Back in December, leading up to the start of the New Year, I made all kinds of resolutions of what I wanted to accomplish in the New Year. I based my upcoming year off of “The Happiness Project” by Gretchin Rubin. If you’re familiar with this book, Gretchin, essentially creates a theme for each month of her entire year and creates goals centered around that theme. For example, in January, she focused on boosting her energy and working on goals like going to sleep earlier and working out more. Like Gretchin in the book, I wrote in depth goals, separated out by each month of the year. I was determined that 2020 was going to be my best year yet.
But then February 9th happened, the day that changed my life forever. So early into the year I was determined would be my best year, it had quickly turned into my worst with my mother’s murder and my father’s suicide. I spent the next several months depressed and anxious. I had been incredibly naïve when I wrote those unrealistic resolutions.
And while the year is nearly half over, and I know I cannot look back at those goals and resolutions without thinking back to that time before that horrible February night, I can still focus on my goals and the things I want to accomplish in a way that doesn’t feel so overwhelming to me.
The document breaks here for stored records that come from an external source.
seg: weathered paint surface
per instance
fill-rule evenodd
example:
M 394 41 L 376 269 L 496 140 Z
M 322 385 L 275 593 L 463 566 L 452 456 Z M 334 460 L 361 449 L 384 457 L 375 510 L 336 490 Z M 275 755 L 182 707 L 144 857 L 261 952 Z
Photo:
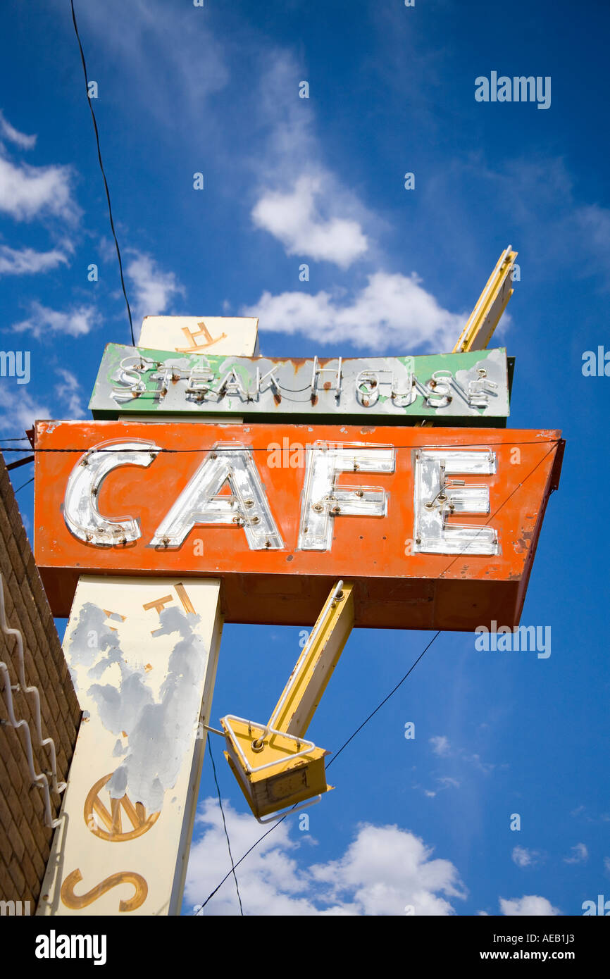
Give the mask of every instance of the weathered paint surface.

So I decided to create a “vision board.” If you’re on Pinterest or Instagram, I’m sure you’ve seen this trend. A cork board filled with cute sayings, photos, and all other manner of things that are supposed to represent your hopes and dreams. I feel like influencers often use these perfect looking boards that make it hard not to compare ourselves to them, that make it hard to even know where to begin on creating something that will look equally as Instagrammable.
And while I thought about creating the cute and perfect little cork board, I ultimately decided not to go that route for a multitude of reasons. One, I felt that it would be time consuming and messy to gather all the materials and try to create the physical board. Two, I really wanted it to be in a place that I saw every day, multiple times a day, and there really isn’t a place that fits that description. The closest place would be my office at work, but I am still not there every day of the week. And three, from a sustainability perspective, there are a lot of materials going into the process of making this board that is good for a year of maybe two before you want to redo it and update your goals and the things you want to focus on.
Because of all of this, I decided to create a digital vision board and put it somewhere I knew I would see every day, multiple times a day: my phone. In this day and age, we all seem to be connected constantly to our phone, and I liked the idea of whenever I go to get on my phone to potentially do some mindless scrolling, the vision board on my wallpaper will (hopefully) remind me that there are other things I could be working towards.
I first started out this exercise by just making a list of things that are important to me right now, and things I really want to focus in on in the coming months. Some of the things that made the list were, buying a house, focusing on self-care more, healthy living, getting outside more/walking and/or biking, and then things that I have already been focusing on but what to make sure continue to be a priority in my life like choosing happiness, family, my husband, writing, the Earth and sustainability also made the list (among other things). I think it was helpful to start on with a list like this first, just to get everything on paper, before trying to get something to visually represent things that I wasn’t even sure what they were yet.
Once I had my list, I used Canva, a free online software that already had the dimensions for a mobile wallpaper loaded into their system, to create the virtual vision board. They even had a free background that looked like a cork board, which I thought was perfect for this project. I used some pictures I already had on my phone, like photos of my niece and nephews, and one of Ron and I, one of me with my container garden, etc. to represent some things, and I also used some of Canva’s free photos as well that are essentially just stock images. I added some text of things like “Choose Happiness,” “Love Always,” “Family,” etc. that was harder to represent in photos, and then I just arranged everything in a way I thought looked fairly nice. Once I was done, I simply downloaded the file as a JPEG, sent it to my phone, and set it as my wallpaper.
Now, whenever I am about to get on my phone to mindlessly waste time, I have a reminder that there are better ways I can be spending my times, ways that align more with the things that I tell myself I want to focus on. I can be reminded when I am around my niece or nephews to set a good example, particularly by not being on my phone constantly. And if I am having a particularly bad day, I have a nice reminder to choose happiness.